CityBaseInc / airbrake_client

Airbrake client to report errors and exceptions to Airbrake.io.
Other
0 stars 1 forks source link

Handle errors from HTTP requests #22

Open jdfrens opened 3 years ago

jdfrens commented 3 years ago

I and another developer have had problems testing Airbrake.report/2 today. Unfortunately, Airbrake.report/2 always returns :ok with no output or logging, even if the HTTPoison.post/3 fails.

The situation

We make the HTTP POST in Airbrake.Worker.send_report/3 (a private function):

https://github.com/CityBaseInc/airbrake_client/blob/d81d95c27db0ba3c8a71fb7396c91f9a5d4e5a44/lib/airbrake/worker.ex#L114

The value returned here is never used or pattern-matched against.

I filled in the necessary values and ran the equivalent command from the iex console, and I got {:error, %HTTPoison.Error{id: nil, reason: :timeout}} as a response sometimes; other times I would get a 200 OK success.

I tried setting timeout options: [timeout: 50_000, recv_timeout: 50_000]. Now the requests always go through, but I'm getting a lot of 500s (with a giant "Internal Server" HTML page as the body). So ultimately it seems that there is a problem on the Airbrake.io side of things.

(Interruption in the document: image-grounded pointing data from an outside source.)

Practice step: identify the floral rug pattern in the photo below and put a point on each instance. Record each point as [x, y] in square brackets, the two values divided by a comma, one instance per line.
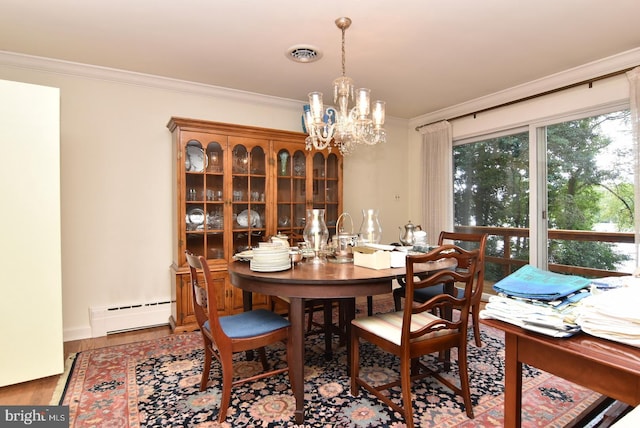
[156, 384]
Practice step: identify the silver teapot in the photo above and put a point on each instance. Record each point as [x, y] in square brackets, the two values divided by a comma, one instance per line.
[407, 235]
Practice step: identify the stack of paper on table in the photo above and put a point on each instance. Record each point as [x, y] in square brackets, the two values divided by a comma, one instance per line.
[538, 300]
[612, 315]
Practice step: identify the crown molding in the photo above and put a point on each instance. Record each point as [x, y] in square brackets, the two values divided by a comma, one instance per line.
[584, 72]
[50, 65]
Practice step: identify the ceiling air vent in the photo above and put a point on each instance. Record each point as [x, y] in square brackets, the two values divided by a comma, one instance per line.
[302, 53]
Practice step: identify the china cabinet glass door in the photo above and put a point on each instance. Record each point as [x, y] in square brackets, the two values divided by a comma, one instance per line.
[248, 193]
[204, 196]
[291, 191]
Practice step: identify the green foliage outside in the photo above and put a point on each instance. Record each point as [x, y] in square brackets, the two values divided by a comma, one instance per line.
[491, 188]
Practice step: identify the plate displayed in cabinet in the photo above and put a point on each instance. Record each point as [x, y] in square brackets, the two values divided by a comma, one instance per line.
[195, 219]
[195, 160]
[243, 219]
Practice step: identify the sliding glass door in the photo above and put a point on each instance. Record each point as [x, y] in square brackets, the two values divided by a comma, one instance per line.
[589, 193]
[491, 195]
[558, 195]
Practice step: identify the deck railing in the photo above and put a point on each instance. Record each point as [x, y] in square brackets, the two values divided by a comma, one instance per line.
[510, 265]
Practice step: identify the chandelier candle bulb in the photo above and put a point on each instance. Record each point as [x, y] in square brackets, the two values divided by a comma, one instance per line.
[363, 102]
[378, 114]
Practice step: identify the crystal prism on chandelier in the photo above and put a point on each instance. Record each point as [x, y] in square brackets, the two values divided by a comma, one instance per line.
[347, 128]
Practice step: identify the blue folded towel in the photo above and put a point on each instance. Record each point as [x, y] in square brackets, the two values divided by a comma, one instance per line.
[533, 283]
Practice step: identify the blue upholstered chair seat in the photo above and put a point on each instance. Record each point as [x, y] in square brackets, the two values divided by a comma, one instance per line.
[252, 323]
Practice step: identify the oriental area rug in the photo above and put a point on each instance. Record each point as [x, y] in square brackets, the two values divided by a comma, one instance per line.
[156, 384]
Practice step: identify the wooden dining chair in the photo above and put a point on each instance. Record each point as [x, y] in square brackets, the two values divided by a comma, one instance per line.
[416, 331]
[468, 241]
[225, 335]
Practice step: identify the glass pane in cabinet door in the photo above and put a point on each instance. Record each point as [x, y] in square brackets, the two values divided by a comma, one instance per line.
[240, 160]
[195, 159]
[240, 242]
[194, 187]
[284, 217]
[332, 166]
[195, 243]
[215, 245]
[299, 190]
[214, 186]
[284, 190]
[331, 192]
[319, 192]
[257, 161]
[214, 157]
[257, 188]
[319, 167]
[240, 191]
[300, 215]
[284, 164]
[195, 217]
[215, 217]
[299, 164]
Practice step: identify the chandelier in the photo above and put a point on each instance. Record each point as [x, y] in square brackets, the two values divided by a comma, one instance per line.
[347, 128]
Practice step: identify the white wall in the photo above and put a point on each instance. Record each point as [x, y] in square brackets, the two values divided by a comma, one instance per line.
[30, 249]
[116, 175]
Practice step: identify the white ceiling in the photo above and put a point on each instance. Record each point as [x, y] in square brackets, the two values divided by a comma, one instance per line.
[419, 56]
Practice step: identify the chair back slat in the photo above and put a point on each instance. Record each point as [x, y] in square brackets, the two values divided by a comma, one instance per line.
[441, 303]
[204, 295]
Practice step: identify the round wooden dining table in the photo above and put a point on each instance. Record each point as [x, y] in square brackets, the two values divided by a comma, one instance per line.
[316, 281]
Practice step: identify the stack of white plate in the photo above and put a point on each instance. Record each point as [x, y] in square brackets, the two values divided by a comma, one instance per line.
[270, 258]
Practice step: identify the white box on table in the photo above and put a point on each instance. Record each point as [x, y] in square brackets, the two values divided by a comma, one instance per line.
[376, 260]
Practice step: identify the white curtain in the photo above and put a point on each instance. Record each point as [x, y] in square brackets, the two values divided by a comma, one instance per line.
[634, 98]
[437, 179]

So an internal server error from Aibrake.io is bad, but not under our control. This library should react to a problem like this better that ignoring it.

Options

Right now, airbrake_client swallows these errors completely. This is not ideal; it would be nice if there were some record of the problem.

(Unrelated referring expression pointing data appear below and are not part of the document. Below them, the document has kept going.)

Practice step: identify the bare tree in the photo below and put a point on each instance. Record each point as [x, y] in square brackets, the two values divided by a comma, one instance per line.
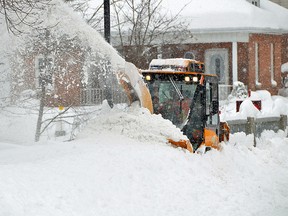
[144, 25]
[18, 14]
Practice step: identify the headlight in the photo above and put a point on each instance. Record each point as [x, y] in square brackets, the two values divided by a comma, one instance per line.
[187, 79]
[195, 79]
[148, 77]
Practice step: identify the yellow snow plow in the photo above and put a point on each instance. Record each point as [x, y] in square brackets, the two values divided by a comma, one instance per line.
[180, 91]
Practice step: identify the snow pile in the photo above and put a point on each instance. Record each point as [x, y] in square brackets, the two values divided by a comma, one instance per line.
[133, 122]
[270, 106]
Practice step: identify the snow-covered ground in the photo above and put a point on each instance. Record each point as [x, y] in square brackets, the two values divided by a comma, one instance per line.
[120, 164]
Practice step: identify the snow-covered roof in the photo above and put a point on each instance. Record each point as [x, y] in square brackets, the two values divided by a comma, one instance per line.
[235, 15]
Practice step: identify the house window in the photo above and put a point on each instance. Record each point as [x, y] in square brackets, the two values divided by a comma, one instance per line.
[189, 55]
[44, 70]
[258, 84]
[272, 72]
[216, 61]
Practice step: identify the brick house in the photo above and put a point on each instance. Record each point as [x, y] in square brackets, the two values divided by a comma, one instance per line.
[243, 41]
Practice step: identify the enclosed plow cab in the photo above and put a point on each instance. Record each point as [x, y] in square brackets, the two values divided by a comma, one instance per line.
[181, 92]
[184, 94]
[136, 89]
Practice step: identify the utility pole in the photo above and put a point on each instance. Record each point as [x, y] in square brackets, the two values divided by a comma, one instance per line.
[107, 20]
[108, 93]
[43, 82]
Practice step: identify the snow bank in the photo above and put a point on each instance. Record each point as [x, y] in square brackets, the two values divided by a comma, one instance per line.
[133, 122]
[117, 175]
[270, 106]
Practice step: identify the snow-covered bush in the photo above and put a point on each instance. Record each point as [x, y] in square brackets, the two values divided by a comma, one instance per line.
[239, 91]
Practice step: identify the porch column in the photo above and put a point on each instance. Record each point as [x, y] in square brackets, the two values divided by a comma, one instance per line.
[234, 62]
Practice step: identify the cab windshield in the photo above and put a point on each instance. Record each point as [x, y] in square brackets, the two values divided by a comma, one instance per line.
[172, 99]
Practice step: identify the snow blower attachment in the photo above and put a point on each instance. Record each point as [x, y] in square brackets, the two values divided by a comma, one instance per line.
[179, 90]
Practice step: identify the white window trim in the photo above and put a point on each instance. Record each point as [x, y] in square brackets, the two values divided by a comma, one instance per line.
[258, 84]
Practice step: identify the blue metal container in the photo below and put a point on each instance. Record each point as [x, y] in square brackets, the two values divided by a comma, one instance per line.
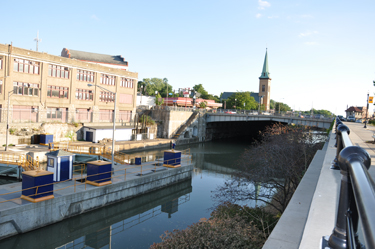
[31, 180]
[45, 139]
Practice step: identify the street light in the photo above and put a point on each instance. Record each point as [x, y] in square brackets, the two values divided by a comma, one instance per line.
[368, 95]
[114, 122]
[260, 103]
[7, 135]
[279, 105]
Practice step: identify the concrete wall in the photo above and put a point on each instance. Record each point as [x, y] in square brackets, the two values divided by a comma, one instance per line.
[30, 216]
[169, 121]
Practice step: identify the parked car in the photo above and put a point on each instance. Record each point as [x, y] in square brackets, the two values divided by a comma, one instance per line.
[351, 119]
[341, 118]
[319, 116]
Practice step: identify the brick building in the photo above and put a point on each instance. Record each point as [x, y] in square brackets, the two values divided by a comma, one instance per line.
[49, 88]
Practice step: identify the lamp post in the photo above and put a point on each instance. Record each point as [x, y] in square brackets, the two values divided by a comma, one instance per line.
[279, 105]
[260, 103]
[114, 122]
[7, 135]
[368, 94]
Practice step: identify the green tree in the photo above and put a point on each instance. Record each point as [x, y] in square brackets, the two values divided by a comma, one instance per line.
[203, 104]
[242, 100]
[159, 100]
[283, 107]
[155, 85]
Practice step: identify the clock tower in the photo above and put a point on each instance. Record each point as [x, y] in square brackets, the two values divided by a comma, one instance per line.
[265, 86]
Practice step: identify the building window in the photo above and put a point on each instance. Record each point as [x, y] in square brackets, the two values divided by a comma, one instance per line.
[56, 113]
[107, 97]
[27, 89]
[84, 94]
[58, 71]
[26, 66]
[108, 79]
[57, 92]
[125, 82]
[51, 163]
[83, 75]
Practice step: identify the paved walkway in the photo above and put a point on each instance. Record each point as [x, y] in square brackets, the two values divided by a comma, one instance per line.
[311, 214]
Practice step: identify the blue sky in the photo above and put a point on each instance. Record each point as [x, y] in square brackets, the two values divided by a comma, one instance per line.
[321, 53]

Some options we might like to consider:

  1. Bump up the timeouts.
    • By default they are 8s to make a connection, 5s to wait for a response. Of course, the longer the timeout, the more it could become a bottleneck.
    • This only solves timeout errors. An internal server error from Airbrake.io isn't handled any better with just this solution.
  2. Log the error.
  3. Retry the POST.
    • Try the call three times in the code, maybe with greater timeouts each time (especially with a timeout error).
    • Send the request back to the Airbrake.Worker process.
    • Queue up requests to send later.

1 and 2 have simple solutions that could be effective. All of the solutions to 3 raises the complexity of the library significantly, and when a solution breaks, it'll break even harder than what we have now (thrashing processes and supervisors).